The Met Office has 15 or so radars across the UK, which, says Madge, “can provide pinpoint accuracy as to whether it’s raining or snowing or hail or sleet in a certain area”, but some areas are more prone to evading predictions. “Certainly, the topography of the UK can provide certain challenges, so where you’ve got built-up areas, perhaps increasing heat will create more thermals, which can create showers, so those areas can be a bit trickier.” You can also see the “rain shadow” effect in the lee of hills, with clouds more likely to drop their moisture on the slopes that face the wind. This is why Exeter is often drier than the general weather pattern would have it, because the rain will usually get deposited up on the moors first.

BBC weather app
A good reason to stay in? Photograph: John B Hewitt/Alamy

Day six: Thursday
I may not be checking the weather but I can’t stop boring anyone who’ll listen about how liberating it is not doing so. It’s starting to feel like a slightly desperate substitute for my weather app obsession.

The Met Office vies with the BBC for the nation’s most-used weather app, yet the BBC resumed taking its weather data from the Met Office last year after a break. Apple’s UK weather is also Met Office driven. Yet different apps are often contradictory. Much of this comes down to presentation, says Madge, and how “individual app producers will choose to overcome problems like how to display weather in a single icon”.

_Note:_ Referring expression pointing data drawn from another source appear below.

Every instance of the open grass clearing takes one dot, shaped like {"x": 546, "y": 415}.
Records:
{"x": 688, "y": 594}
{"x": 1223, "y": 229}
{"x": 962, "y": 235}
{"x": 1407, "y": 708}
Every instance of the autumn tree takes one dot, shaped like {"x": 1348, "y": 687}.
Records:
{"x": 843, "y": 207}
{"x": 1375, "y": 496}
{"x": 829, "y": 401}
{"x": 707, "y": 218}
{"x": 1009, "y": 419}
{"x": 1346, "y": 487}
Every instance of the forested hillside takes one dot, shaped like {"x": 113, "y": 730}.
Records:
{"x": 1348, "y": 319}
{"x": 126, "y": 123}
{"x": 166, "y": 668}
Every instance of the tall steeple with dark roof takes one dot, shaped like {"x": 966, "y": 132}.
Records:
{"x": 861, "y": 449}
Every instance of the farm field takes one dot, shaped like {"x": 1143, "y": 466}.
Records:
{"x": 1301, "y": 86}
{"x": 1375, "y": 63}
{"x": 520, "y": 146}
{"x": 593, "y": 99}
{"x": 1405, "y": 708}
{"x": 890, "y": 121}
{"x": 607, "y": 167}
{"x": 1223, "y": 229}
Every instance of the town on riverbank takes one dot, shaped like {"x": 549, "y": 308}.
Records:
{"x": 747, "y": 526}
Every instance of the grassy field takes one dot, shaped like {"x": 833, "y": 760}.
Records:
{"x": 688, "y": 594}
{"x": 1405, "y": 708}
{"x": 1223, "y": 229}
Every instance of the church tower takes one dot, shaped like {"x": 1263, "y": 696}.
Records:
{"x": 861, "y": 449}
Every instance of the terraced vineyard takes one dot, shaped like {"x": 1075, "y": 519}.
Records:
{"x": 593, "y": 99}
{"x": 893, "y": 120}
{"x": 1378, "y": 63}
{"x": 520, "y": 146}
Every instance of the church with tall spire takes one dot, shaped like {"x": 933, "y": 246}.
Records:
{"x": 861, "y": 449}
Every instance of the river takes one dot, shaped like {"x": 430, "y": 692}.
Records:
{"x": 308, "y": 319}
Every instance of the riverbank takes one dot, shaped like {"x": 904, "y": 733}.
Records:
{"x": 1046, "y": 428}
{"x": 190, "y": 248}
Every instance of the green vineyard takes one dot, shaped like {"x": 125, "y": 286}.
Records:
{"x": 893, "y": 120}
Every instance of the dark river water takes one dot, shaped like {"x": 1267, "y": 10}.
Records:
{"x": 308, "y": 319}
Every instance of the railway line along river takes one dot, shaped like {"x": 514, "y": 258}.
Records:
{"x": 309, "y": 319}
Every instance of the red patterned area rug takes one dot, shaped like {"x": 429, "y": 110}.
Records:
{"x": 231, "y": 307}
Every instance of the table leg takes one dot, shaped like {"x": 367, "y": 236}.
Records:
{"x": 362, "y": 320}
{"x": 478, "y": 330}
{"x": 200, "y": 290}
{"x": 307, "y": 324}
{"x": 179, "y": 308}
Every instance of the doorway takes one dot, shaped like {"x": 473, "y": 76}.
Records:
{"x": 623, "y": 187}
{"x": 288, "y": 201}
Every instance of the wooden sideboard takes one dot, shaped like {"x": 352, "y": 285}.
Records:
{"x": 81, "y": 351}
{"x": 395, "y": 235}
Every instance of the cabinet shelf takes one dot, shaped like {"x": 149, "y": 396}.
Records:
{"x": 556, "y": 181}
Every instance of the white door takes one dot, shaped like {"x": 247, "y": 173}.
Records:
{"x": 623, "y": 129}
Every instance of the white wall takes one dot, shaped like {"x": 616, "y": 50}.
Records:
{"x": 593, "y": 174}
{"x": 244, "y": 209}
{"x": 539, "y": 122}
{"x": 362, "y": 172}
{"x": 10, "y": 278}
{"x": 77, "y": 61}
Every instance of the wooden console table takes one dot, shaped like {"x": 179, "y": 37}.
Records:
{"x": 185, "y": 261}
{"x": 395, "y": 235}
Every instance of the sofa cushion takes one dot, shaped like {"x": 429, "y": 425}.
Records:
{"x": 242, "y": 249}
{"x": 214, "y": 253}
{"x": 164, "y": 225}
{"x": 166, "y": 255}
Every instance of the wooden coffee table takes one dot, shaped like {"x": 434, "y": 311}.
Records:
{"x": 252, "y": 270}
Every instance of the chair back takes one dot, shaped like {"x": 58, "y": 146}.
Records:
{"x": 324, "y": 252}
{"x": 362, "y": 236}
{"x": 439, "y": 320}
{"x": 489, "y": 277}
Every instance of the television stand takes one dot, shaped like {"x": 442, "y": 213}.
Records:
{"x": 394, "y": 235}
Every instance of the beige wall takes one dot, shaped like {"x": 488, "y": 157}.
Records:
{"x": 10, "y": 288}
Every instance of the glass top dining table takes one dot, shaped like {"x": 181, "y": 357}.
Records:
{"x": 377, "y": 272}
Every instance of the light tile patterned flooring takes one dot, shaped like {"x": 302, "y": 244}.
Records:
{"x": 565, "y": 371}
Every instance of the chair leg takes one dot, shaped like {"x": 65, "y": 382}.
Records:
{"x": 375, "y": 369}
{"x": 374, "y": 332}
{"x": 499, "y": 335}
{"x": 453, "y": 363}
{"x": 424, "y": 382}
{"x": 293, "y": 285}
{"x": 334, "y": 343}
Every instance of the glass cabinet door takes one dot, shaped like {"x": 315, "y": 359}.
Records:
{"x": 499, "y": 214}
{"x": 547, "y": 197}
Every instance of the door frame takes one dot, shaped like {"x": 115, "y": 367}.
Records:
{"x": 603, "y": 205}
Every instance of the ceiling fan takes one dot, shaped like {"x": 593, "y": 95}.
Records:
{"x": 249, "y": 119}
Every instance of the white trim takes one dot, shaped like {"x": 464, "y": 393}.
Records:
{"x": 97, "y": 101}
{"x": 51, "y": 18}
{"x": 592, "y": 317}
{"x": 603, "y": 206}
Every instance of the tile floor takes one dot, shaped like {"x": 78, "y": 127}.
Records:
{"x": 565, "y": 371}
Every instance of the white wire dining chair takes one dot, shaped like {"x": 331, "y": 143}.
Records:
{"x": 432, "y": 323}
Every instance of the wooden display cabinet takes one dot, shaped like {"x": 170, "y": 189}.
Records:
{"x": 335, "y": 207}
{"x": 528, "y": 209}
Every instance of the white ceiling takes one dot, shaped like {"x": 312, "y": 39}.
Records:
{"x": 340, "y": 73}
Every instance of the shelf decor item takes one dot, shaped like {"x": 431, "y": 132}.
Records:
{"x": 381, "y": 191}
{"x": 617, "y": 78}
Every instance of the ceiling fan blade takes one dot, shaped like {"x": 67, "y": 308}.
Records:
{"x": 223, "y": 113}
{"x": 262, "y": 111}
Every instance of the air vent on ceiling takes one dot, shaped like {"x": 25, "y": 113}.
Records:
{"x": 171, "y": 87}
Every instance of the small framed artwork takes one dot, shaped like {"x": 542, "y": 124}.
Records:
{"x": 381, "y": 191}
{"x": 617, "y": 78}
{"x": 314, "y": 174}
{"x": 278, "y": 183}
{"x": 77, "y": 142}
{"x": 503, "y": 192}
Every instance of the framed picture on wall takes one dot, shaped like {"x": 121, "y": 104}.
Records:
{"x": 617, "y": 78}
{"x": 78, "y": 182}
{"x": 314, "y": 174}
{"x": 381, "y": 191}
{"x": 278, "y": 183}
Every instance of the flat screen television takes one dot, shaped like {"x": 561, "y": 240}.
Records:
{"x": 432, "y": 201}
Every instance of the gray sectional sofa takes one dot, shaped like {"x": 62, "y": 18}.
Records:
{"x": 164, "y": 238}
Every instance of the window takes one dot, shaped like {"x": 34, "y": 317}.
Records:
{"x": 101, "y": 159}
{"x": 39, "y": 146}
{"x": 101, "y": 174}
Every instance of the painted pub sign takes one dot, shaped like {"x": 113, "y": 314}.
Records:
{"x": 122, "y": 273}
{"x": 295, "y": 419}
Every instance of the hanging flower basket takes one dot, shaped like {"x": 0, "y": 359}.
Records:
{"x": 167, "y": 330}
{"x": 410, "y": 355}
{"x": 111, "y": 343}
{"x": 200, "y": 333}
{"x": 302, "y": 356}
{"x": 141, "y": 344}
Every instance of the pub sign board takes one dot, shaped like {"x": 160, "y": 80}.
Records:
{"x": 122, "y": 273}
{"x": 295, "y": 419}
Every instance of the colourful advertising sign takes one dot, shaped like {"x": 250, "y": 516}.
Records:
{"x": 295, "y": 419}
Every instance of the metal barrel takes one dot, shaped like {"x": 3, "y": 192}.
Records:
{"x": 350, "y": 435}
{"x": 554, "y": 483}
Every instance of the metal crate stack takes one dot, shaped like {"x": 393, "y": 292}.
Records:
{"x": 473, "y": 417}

This is the Met Office’s method: “For the period between 6am and 6pm, we give that a weighting of two,” says Madge. “So, an hour of daylight is worth twice that of an hour overnight. That gives us 36 [weather] symbols to play with over a 24-hour period.” Rain will make it into the headline weather icon if 13 or more of the 36 show rain. Otherwise it won’t, “even though there’s a slim chance, but you’ve still got it all on the hourly [breakdown]. Other app producers and providers may have a different way of creating their algorithms, which could give a different result, even if the same weather model was used.” But he would prefer, he says, “people to move down the screen slightly, to the hourly symbols, so that you can see what is likely to be happening during different periods of the day”.

Day seven: Friday
I am packing for six days in London, including a night on the town, a day in the office and work drinks. I’m taking the train, so I need to pack light and I just can’t cope with winging it, so I cave and check the weather. HEATWAVE COMING. Welcome back, WeatherPro. Days later, though, my qué será, será attitude has returned, and for the first time I get caught in a shower with no mac or brolly. It’s actually fine.